Whatever happened in the past doesn’t really matter. We just have to be smarter. We didn’t deserve to win this game because we weren’t focused enough and they used the power play to an advantage. That’s what desperate teams do, so now we’ll just have to correct our mistakes.”
The Penguins need to build on a solid last 40 minutes in Game 4 when they host the Flyers on Sunday afternoon at Mellon Arena, where they are a perfect 7-0 this spring and have outscored their opponents 27-13. The Flyers are 4-5 on the road this postseason, including a pair of 4-2 setbacks at Mellon Arena in Games 1 and 2.
Center Maxime Talbot feels the Penguins returned to their game in the third period, when they got two goals from Jordan Staal to pull within 3-2. After Joffrey Lupul’s empty-netter clinched the win for the Flyers, the in-state rivals piled up some penalty minutes as players on each side unleashed their frustrations.
“We don’t want to get into the scrums that occurred at the end of the game,” Talbot said. “That’s not how we won hockey games. We have to get away from that, and we were called for some penalties that we should not have taken. The end of the game got a little rough and intense, and that’s not our type of game. We need to look away from that, play the whistles and get some goals. We’re disciplined and know what it takes. We’ve done it before.”
The Penguins are hoping not to relive the horrors of 1975, when they became only the second team in NHL history to lose a seven-game series after jumping out to a 3-0 lead by losing four in a row to the New York Islanders. The Toronto Maple Leafs also rallied from a 3-0 deficit to defeat the Detroit Red Wings in 1942.
Flyers winger Scottie Upshall felt the Penguins became a bit unraveled in Game 4.
“We finished our checks and I thought we got in (Sergei) Gonchar’s face really well,” Upshall said. “If you can get under his skin, he’s a guy who will take some penalties out there.” Gonchar received a pair of minors in the opening period, when the Flyers went 2-for-3 with the man advantage.
Penguins forward Georges Laraque is glad his team is heading home for Game 5.
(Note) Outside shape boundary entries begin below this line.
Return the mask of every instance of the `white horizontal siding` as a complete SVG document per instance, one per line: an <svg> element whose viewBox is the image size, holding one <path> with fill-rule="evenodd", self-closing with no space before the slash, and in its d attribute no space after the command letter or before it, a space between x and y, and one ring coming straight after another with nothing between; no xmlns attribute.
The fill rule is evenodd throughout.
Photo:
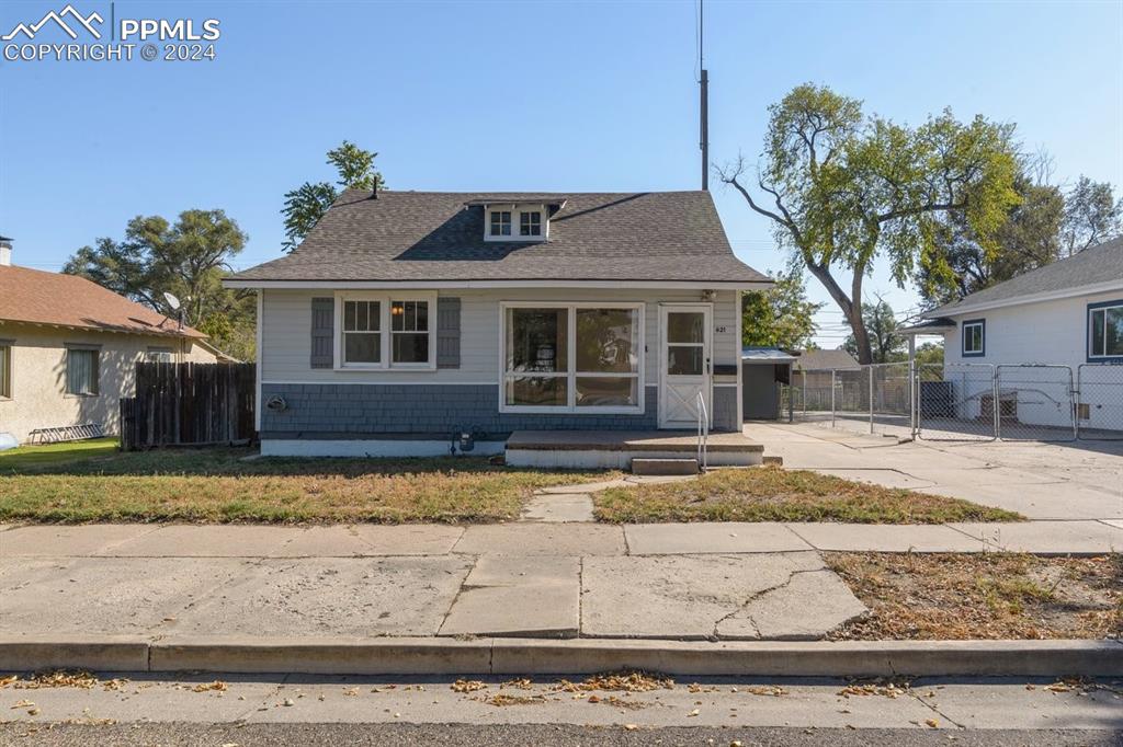
<svg viewBox="0 0 1123 747"><path fill-rule="evenodd" d="M645 384L658 384L659 304L697 303L697 290L651 289L464 289L441 290L440 295L460 298L460 367L435 371L337 371L313 369L311 357L312 298L334 292L263 290L262 350L258 356L265 382L322 384L496 384L500 379L500 303L524 302L643 302ZM713 324L724 329L714 333L714 363L736 365L740 357L737 340L736 292L720 290L714 301Z"/></svg>

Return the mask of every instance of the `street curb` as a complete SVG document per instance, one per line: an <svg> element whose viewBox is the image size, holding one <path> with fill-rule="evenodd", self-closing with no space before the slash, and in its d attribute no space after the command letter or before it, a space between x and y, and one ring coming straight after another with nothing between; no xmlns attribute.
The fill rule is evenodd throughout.
<svg viewBox="0 0 1123 747"><path fill-rule="evenodd" d="M1117 640L681 642L578 638L0 638L0 672L1119 676Z"/></svg>

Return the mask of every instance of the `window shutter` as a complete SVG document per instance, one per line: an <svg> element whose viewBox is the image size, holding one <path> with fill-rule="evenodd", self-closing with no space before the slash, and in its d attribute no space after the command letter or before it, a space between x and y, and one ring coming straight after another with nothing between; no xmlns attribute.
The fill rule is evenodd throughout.
<svg viewBox="0 0 1123 747"><path fill-rule="evenodd" d="M460 367L460 299L437 298L437 368Z"/></svg>
<svg viewBox="0 0 1123 747"><path fill-rule="evenodd" d="M312 298L312 368L331 368L335 358L336 299Z"/></svg>

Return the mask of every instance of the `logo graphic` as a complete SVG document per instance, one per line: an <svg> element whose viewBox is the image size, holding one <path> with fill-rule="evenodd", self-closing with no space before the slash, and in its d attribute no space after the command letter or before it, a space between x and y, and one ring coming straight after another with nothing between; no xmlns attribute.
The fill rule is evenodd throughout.
<svg viewBox="0 0 1123 747"><path fill-rule="evenodd" d="M58 12L55 12L54 10L49 11L46 16L39 19L38 24L31 24L30 26L28 26L27 24L19 24L16 26L16 28L11 30L10 34L6 34L3 37L0 38L2 38L4 42L11 42L12 39L16 38L17 35L24 34L25 36L27 36L28 39L34 39L35 35L39 33L39 29L47 25L47 21L54 21L55 24L58 25L60 28L66 31L66 35L70 36L70 38L76 39L77 34L75 34L74 29L72 29L70 26L66 25L66 21L63 20L64 16L73 17L74 21L81 24L82 28L84 28L86 31L93 35L93 38L95 39L101 38L101 33L98 31L98 29L95 29L91 25L91 22L97 21L98 24L102 24L104 22L106 19L103 19L100 15L98 15L97 11L90 13L89 16L83 17L82 13L74 10L74 6L72 4L67 4Z"/></svg>

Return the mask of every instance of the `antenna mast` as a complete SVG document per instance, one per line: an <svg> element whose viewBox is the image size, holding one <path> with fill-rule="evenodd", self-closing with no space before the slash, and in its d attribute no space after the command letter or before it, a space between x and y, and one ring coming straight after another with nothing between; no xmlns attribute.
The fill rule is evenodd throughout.
<svg viewBox="0 0 1123 747"><path fill-rule="evenodd" d="M699 147L702 148L702 191L710 190L710 74L705 68L703 49L705 44L705 18L703 6L705 0L699 0Z"/></svg>

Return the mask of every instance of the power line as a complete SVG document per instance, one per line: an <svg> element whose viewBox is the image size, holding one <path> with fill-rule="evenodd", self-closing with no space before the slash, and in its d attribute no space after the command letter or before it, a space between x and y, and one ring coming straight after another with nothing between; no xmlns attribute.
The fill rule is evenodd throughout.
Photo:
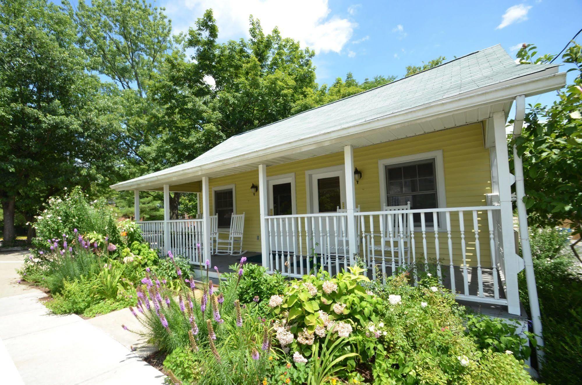
<svg viewBox="0 0 582 385"><path fill-rule="evenodd" d="M564 48L562 49L562 51L560 51L560 53L558 54L556 56L556 57L555 57L553 59L552 59L552 60L549 62L550 64L552 64L553 62L553 60L556 60L558 58L559 58L560 56L560 55L562 55L562 53L563 52L564 52L565 51L566 51L566 49L567 48L568 48L568 46L570 45L570 43L572 42L572 41L574 39L576 38L576 37L578 36L578 35L580 34L580 32L582 32L582 29L581 29L580 31L579 31L578 33L577 33L576 35L574 35L574 37L573 37L572 38L570 39L570 40L568 41L568 42L566 44L566 46L564 47Z"/></svg>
“It’s tough to win in Philly, but we got a split and we’re happy with that,” Laraque said. “Now we’re headed back home and we’re hoping to finish it up. It’s not desperation time since we’re up 3-1, but we know we have to remain disciplined. I don’t think the end of the third period was nasty because no one was hurt. It’s nothing like it was in the regular season, let’s put it that way.”